What Arlene and nearly all the invitees didn’t know was that Milt had decided the actual wedding would take place at the party.
His days as chief writer for Truth or Consequences – whereupon the subject would be kept in the dark – played into his plans, and it all worked out, even though his Best Man – Milt’s brother – never showed up and hadn’t been told of the wedding arrangement. Instead, Milt’s longtime friend Richard Sherman (the two met as teenagers) served as Best Man. Sherman and his brother Bob were the Sherman Brothers songwriting team, whose successful tunes ranged from Disney World’s “It’s a Small World” to “Supercalifragilisticexpialidocious” and the score for Mary Poppins, The Parent Trap,and many others in between.
In 1974, Milt opened the Mayfair Music Hall in Santa Monica, and went to England to gather the material he used to build the inside of the theater, that included a half-circular bar, ornate structures galore, and even the chairs. He,Dick Sherman, Arlene, John Shrum (Johnny Carson’s Tonight Show art director), and Toni Kaye (choreographer for The Carol Burnett Show), worked together to put on Music Hall-type performances featuring old English songs, and specialty acts (including a doctor-with-a-seal routine that never quite got itself together).
The Mayfair Music Hall is gone now but it lives on in two movies: Harriet & Walter Go To New York (starring Elliott Gould, James Caan, Michael Caine, and Diane Keaton), and Young Frankenstein, Mel Brooks’s send-up of gothic horror that starred Gene Wilder, Marty Feldman, Peter Boyle, Teri Garr, Madeline Kahn, Cloris Leachman, and Gene Hackman. Dr. Frankenstein’s hilarious “Puttin’ On The Ritz” medical re-animation demonstration takes place at the Mayfair.
One of the last things he did before his death was to write a song that he’d promised to both his wife, Arlene, and his “bookie” wife, Carol Marie (she kept the books). It’s called “My Two Loves” and it’s been professionally recorded; Richard Sherman put it to music; Arlene was too emotionally broken up to play it or read it for me.

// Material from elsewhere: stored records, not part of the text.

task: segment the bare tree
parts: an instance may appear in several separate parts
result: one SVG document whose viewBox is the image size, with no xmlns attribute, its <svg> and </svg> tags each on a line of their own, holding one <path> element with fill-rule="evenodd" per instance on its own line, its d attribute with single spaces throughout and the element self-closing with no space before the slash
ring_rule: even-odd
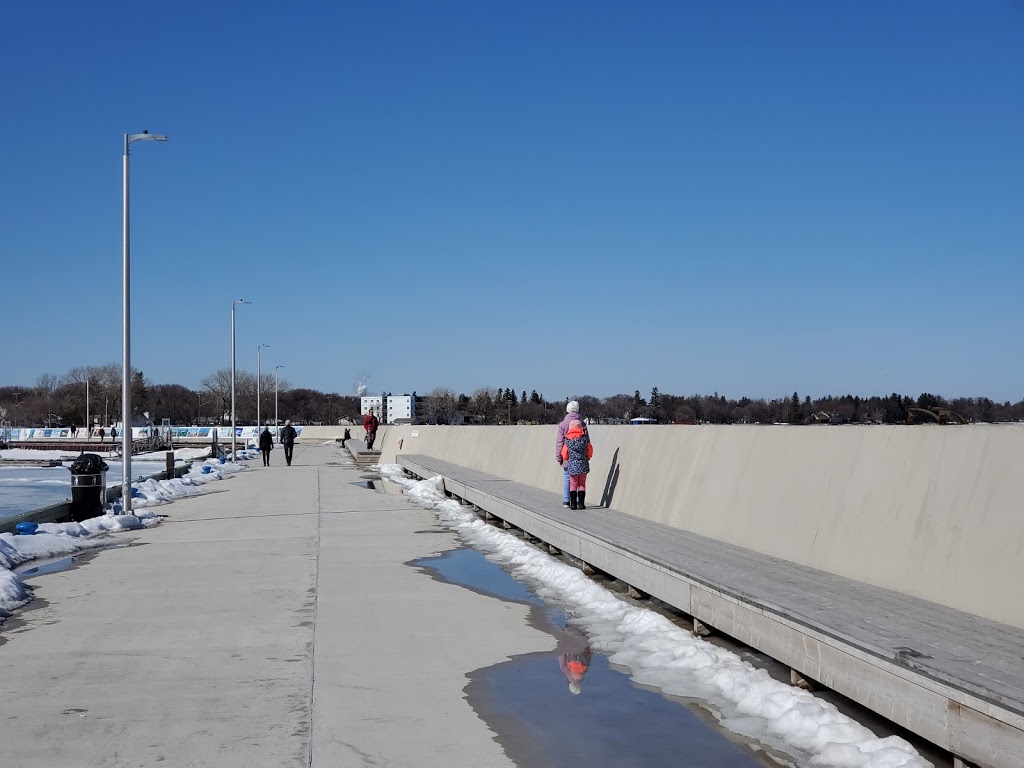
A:
<svg viewBox="0 0 1024 768">
<path fill-rule="evenodd" d="M 431 423 L 451 424 L 456 410 L 455 392 L 447 387 L 437 387 L 427 394 L 427 416 Z"/>
</svg>

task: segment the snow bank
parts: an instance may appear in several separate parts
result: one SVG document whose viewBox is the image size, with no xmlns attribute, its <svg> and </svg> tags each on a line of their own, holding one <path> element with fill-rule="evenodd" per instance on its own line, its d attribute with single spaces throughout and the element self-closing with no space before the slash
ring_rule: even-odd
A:
<svg viewBox="0 0 1024 768">
<path fill-rule="evenodd" d="M 633 679 L 667 694 L 697 697 L 721 711 L 722 724 L 810 765 L 827 768 L 927 768 L 906 740 L 879 738 L 831 703 L 774 680 L 735 653 L 680 629 L 659 613 L 634 605 L 574 567 L 483 522 L 445 499 L 440 477 L 411 480 L 396 464 L 380 474 L 487 558 L 528 583 L 548 602 L 566 608 L 587 630 L 591 645 Z"/>
<path fill-rule="evenodd" d="M 110 541 L 83 541 L 48 530 L 35 536 L 0 534 L 0 618 L 9 616 L 32 599 L 32 590 L 12 572 L 14 567 L 40 557 L 69 555 L 109 544 Z"/>
<path fill-rule="evenodd" d="M 121 510 L 120 500 L 117 500 L 114 509 L 106 514 L 82 522 L 40 523 L 35 536 L 0 534 L 0 620 L 32 599 L 32 590 L 12 572 L 17 565 L 41 557 L 58 557 L 112 546 L 116 540 L 106 534 L 136 530 L 160 522 L 160 516 L 148 507 L 209 493 L 206 487 L 209 483 L 246 469 L 248 466 L 245 464 L 221 464 L 217 459 L 209 459 L 203 464 L 193 464 L 180 478 L 145 479 L 133 483 L 133 492 L 138 494 L 132 498 L 133 514 L 115 514 Z"/>
</svg>

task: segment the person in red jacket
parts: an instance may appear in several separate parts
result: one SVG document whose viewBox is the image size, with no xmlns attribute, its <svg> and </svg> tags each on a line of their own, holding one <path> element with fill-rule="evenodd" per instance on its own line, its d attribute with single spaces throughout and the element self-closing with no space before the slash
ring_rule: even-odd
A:
<svg viewBox="0 0 1024 768">
<path fill-rule="evenodd" d="M 562 461 L 569 473 L 569 509 L 587 509 L 587 473 L 594 458 L 594 445 L 583 422 L 573 419 L 565 430 Z"/>
<path fill-rule="evenodd" d="M 379 426 L 380 422 L 371 410 L 367 414 L 367 418 L 362 420 L 362 428 L 367 430 L 367 451 L 374 450 L 374 440 L 377 439 L 377 427 Z"/>
</svg>

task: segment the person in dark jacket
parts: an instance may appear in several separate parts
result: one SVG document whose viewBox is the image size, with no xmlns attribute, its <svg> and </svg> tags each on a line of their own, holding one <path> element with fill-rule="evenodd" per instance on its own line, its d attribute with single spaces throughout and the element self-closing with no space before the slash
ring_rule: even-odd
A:
<svg viewBox="0 0 1024 768">
<path fill-rule="evenodd" d="M 290 421 L 286 421 L 285 428 L 281 430 L 281 444 L 285 446 L 285 461 L 290 467 L 292 466 L 292 452 L 295 451 L 295 427 Z"/>
<path fill-rule="evenodd" d="M 263 452 L 263 466 L 270 466 L 270 452 L 273 451 L 273 435 L 269 427 L 263 427 L 259 433 L 259 450 Z"/>
</svg>

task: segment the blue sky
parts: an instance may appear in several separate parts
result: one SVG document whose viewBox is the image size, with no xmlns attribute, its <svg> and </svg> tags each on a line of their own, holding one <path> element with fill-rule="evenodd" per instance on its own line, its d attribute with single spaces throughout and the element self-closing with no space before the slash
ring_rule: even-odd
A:
<svg viewBox="0 0 1024 768">
<path fill-rule="evenodd" d="M 10 4 L 0 383 L 1024 396 L 1024 4 Z"/>
</svg>

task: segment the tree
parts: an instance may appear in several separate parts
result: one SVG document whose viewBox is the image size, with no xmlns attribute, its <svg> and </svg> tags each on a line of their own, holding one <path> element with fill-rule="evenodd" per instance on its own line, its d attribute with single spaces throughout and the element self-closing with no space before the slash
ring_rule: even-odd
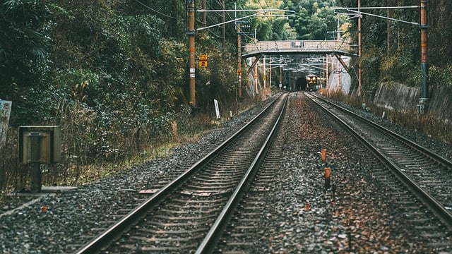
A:
<svg viewBox="0 0 452 254">
<path fill-rule="evenodd" d="M 0 1 L 0 98 L 16 99 L 45 71 L 49 15 L 41 1 Z"/>
</svg>

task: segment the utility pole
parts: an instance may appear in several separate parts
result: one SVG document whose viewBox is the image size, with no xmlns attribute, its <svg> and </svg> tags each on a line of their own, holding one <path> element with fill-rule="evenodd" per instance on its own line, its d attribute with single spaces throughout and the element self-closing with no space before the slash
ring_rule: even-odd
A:
<svg viewBox="0 0 452 254">
<path fill-rule="evenodd" d="M 237 90 L 239 98 L 242 98 L 242 36 L 240 33 L 240 23 L 237 25 Z"/>
<path fill-rule="evenodd" d="M 226 16 L 225 16 L 225 0 L 221 1 L 221 8 L 222 8 L 222 10 L 223 11 L 222 12 L 222 16 L 221 16 L 221 23 L 223 24 L 221 28 L 221 31 L 222 31 L 222 37 L 223 37 L 222 46 L 224 50 L 225 48 L 226 47 L 226 24 L 225 24 Z"/>
<path fill-rule="evenodd" d="M 195 93 L 195 0 L 187 0 L 187 11 L 189 14 L 189 25 L 186 32 L 189 37 L 189 68 L 190 68 L 190 78 L 189 88 L 190 92 L 190 106 L 196 107 L 196 97 Z"/>
<path fill-rule="evenodd" d="M 267 79 L 267 75 L 266 75 L 267 69 L 266 68 L 266 56 L 265 55 L 263 56 L 263 75 L 262 79 L 263 79 L 263 88 L 266 88 L 266 79 Z"/>
<path fill-rule="evenodd" d="M 358 12 L 359 11 L 359 8 L 361 8 L 361 0 L 358 0 Z M 361 47 L 361 20 L 362 18 L 362 16 L 359 15 L 358 16 L 358 96 L 361 96 L 361 90 L 362 90 L 362 63 L 361 63 L 361 54 L 362 52 L 362 47 Z"/>
<path fill-rule="evenodd" d="M 424 114 L 429 102 L 429 66 L 427 61 L 427 7 L 428 0 L 421 0 L 421 97 L 419 100 L 419 113 Z"/>
<path fill-rule="evenodd" d="M 203 9 L 206 10 L 206 8 L 207 8 L 207 3 L 206 3 L 207 0 L 203 0 Z M 206 12 L 203 12 L 203 23 L 204 24 L 204 26 L 207 25 L 207 13 Z"/>
</svg>

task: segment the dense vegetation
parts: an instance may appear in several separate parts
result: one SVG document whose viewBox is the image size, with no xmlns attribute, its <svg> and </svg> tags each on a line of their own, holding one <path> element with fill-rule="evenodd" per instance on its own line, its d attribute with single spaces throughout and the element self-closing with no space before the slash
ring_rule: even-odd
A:
<svg viewBox="0 0 452 254">
<path fill-rule="evenodd" d="M 419 1 L 362 2 L 363 6 L 387 6 L 419 5 Z M 202 2 L 196 1 L 199 8 Z M 221 10 L 224 4 L 227 10 L 280 8 L 296 13 L 286 19 L 274 17 L 272 14 L 282 13 L 273 11 L 246 20 L 249 27 L 242 35 L 244 42 L 254 37 L 332 40 L 335 33 L 329 32 L 338 25 L 333 7 L 357 5 L 356 0 L 206 2 L 209 10 Z M 452 65 L 444 56 L 452 53 L 452 35 L 444 32 L 451 28 L 448 18 L 452 2 L 429 3 L 429 59 L 434 59 L 429 61 L 430 83 L 451 86 Z M 213 99 L 220 101 L 222 115 L 237 109 L 237 35 L 234 23 L 228 23 L 224 37 L 222 25 L 196 33 L 196 54 L 209 56 L 209 68 L 196 70 L 196 111 L 201 114 L 191 114 L 186 99 L 186 4 L 177 0 L 1 0 L 0 99 L 13 101 L 6 147 L 16 146 L 19 126 L 60 125 L 66 161 L 60 165 L 62 169 L 56 170 L 64 171 L 74 160 L 77 165 L 121 160 L 143 154 L 177 133 L 194 133 L 200 122 L 210 124 L 210 121 L 195 124 L 190 120 L 200 115 L 210 118 Z M 420 19 L 417 8 L 369 11 L 409 21 Z M 227 21 L 236 13 L 225 15 Z M 338 17 L 343 36 L 356 42 L 356 19 Z M 206 16 L 198 12 L 196 27 L 222 20 L 220 11 Z M 366 94 L 371 95 L 382 80 L 419 85 L 418 28 L 372 16 L 364 16 L 362 28 Z M 244 83 L 249 85 L 246 76 Z M 246 99 L 251 98 L 251 94 L 244 92 Z M 3 158 L 17 154 L 15 149 L 1 152 Z M 4 172 L 0 181 L 8 177 Z"/>
<path fill-rule="evenodd" d="M 420 6 L 420 0 L 362 1 L 362 7 Z M 357 0 L 338 0 L 338 4 L 357 7 Z M 447 56 L 452 54 L 451 44 L 452 24 L 448 16 L 452 1 L 428 1 L 428 64 L 431 87 L 452 87 L 452 63 Z M 374 9 L 362 11 L 390 17 L 398 20 L 420 23 L 420 11 L 417 8 Z M 355 19 L 356 20 L 356 18 Z M 349 29 L 357 42 L 357 23 L 350 22 Z M 362 66 L 364 88 L 372 95 L 381 81 L 397 82 L 409 86 L 420 85 L 420 35 L 418 25 L 364 15 L 362 25 Z"/>
</svg>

Milt’s only frustration, Arlene says, is that he couldn’t help her more with the Magic Castle Cabaret the couple created in the former Café Del Sol location on Los Patos Way in Montecito.
The couple’s motto in life was “If it’s not fun, we don’t want to do it,” and they absolutely lived by that maxim.
There will be a private memorial held at the 1,238-seat Wilshire Ebell Theatre in Los Angeles in due time. The theater is the first location where Milt ever performed his magic, some 64 years ago (1959).
Milt Larsen’s legacy (of which Arlene is a major factor) includes Pazzazz! The Musical, Hollywood’s Magic Castle, the “Smash Flops” collection of humorous songs with Richard Sherman, Victory Canteen with Patty Andrews of the Andrews Sisters (script by Milt Larsen and Bobby Lauher, songs by the Sherman Brothers), the Variety Arts Center, DAWGS! The Musical, It’s Magic!, Caesars Magical Empire at Caesars Palace (replaced by Celine Dion’s theater) and much, much more. Milt Larsen’s entire vaudeville collection has been donated to and is now housed at UC Santa Barbara.